Стихи 379-380 и сл. Описание мрачного осеннего вечера, в который проснулся спавший «у Невской пристани» безумный Евгений, приводит к вопросу о том, когда происходит столкновение Евгения с «кумиром на бронзовом коне». Можно думать, что приближалась, но еще не наступила, первая годовщина наводнения 7 ноября, т. е. события происходят в сентябре-октябре 1825 г., за два-три месяца до 14 декабря. Это соображение нужно иметь в виду при суждения о возможном отражении в пушкинской поэме восстания декабристов, происходившего через год с небольшим после наводнения и на том же месте, где Евгений в конце Первой части с высоты мраморного льва наблюдал наводнение, а почти год спустя бросил свой вызов «грозному царю».

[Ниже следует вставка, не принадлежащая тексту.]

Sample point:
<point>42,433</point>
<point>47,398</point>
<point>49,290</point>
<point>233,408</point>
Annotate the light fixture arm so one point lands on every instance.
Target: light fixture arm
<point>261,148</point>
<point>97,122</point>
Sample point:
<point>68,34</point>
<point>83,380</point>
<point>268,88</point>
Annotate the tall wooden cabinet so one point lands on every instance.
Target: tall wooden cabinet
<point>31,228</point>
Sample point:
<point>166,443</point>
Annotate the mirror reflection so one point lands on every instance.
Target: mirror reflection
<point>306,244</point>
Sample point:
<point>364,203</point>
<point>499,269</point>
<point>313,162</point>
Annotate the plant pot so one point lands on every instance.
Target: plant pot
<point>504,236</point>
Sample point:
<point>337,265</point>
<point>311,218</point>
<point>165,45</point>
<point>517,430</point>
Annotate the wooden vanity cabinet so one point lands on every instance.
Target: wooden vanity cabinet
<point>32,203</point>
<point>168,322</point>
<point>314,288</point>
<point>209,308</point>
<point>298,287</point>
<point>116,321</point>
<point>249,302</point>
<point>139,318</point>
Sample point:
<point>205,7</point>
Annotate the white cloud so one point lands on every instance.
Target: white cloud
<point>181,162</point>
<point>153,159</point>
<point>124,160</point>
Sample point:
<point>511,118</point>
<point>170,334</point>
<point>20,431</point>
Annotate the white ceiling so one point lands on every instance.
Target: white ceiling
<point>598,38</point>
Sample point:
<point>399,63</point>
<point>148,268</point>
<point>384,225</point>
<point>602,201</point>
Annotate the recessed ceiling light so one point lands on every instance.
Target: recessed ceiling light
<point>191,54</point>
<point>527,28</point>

Стихи 414-423. См. 5-е примечание Пушкина к поэме. Описание памятника содержится в стихотворении Мицкевича «Pomnik Piotra Wielkiego» («Памятник Петра Великого»), входящем в «Ustęp» («Приложение») к III части поэмы «Dziady» («Предки») (см. настоящее издание, с. 136-148). Что касается стихотворения В. Г. Рубана (1742-1795), третьестепенного стихотворца екатерининского времени, то оно написано по случаю окончания труднейшей задачи — доставки «Гром-камня» на место сооружения монумента в 1770 г. Стихотворение, озаглавленное «Надпись к камню, назначенному для подножия статуи Петра Великого», состоит всего из восьми стихов:

Колосс Родийский, днесь смири свой гордый вид!
И нильски здания высоких пирамид,
Престаньте более считаться чудесами!
Вы смертных бренными соделаны руками.
Нерукотворная здесь Росская гора,
Вняв гласу божию из уст Екатерины,
Прешла во град Петров чрез Невские пучины
И пала под стопы Великого Петра!

Эти стихи отразились отчасти в стихотворении Мицкевича «Памятник Петра Великого». Мицкевич говорит об этом в своих «Объяснениях» к циклу, посвященному изображению России и ее столицы — Петербурга. По поводу стиха «I wmiescepada на wznak przed carowa», т. е. «<Глыба гранита> падает в городе навзничь перед царицей» (см. Рукою Пушкина, с. 544 (подлинник Мицкевича), 549 (перевод Н. К. Гудзия)) польский поэт дает такое объяснение: «Этот стих переведен из одного русского поэта, имени которого я не помню». Пушкин, очевидно, хорошо помнил имя Рубана и назвал его в своем примечании к «Медному Всаднику», тем самым еще раз указывая читателям на Мицкевича — поэта-друга, с которым он вступил в спор о понимании личности и деятельности Петра I. См.: Алексеев М. П. Стихотворение Пушкина «Я памятник себе воздвиг…». Л., 1967, с. 57-58.

Стихи 464-481. Изображая «остров малый на взморье», поэт, хорошо знавший окраины столицы, основанной «под морем», имел в виду один из песчаных безымянных островков, какими были, например, пять островков, лежавших в устье Малой Невы, к западу от острова Голодая, и нанесенных на план Петербурга, приложенный к книге С. Аллера «Описание наводнения, бывшего в Санктпетербурге 7 числа ноября 1824 года» (СПб., 1826). Эти безымянные и пустынные островки слились впоследствии в один такой же пустынный и болотистый остров, получивший название «Вольный» (см. план Петербурга 1914 г., изд. А. С. Суворина). Но это, конечно, не обширный, лесистый тогда остров Голодай (теперь о. Декабристов), отделенный от Васильевского острова лишь узким протоком — речкой Смоленкой, как думают некоторые современные авторы. См.: Ахматова А. А. Пушкин и Невское взморье. — Прометей, т. X, 1974, с. 221; ср. замечания А. Тархова в его — в общем очень спорной — статье «Повесть о петербургском Иове» (Наука и религия, 1977, № 2, с. 64). На этот «остров малый» наводнение 7 ноября 1824 г., «играя, занесло домишко ветхий» — очевидно, именно тот домик, в котором жили в момент наводнения вдова и ее дочь и у порога которого теперь нашли «хладный труп» безумного Евгения. И эта смерть героя на пороге дома, где жила и погибла его невеста, эта близость их конечных судеб вносит последний — не примиряющий, но возвышающий — акцент в его образ и достойно завершает «Петербургскую повесть» Пушкина.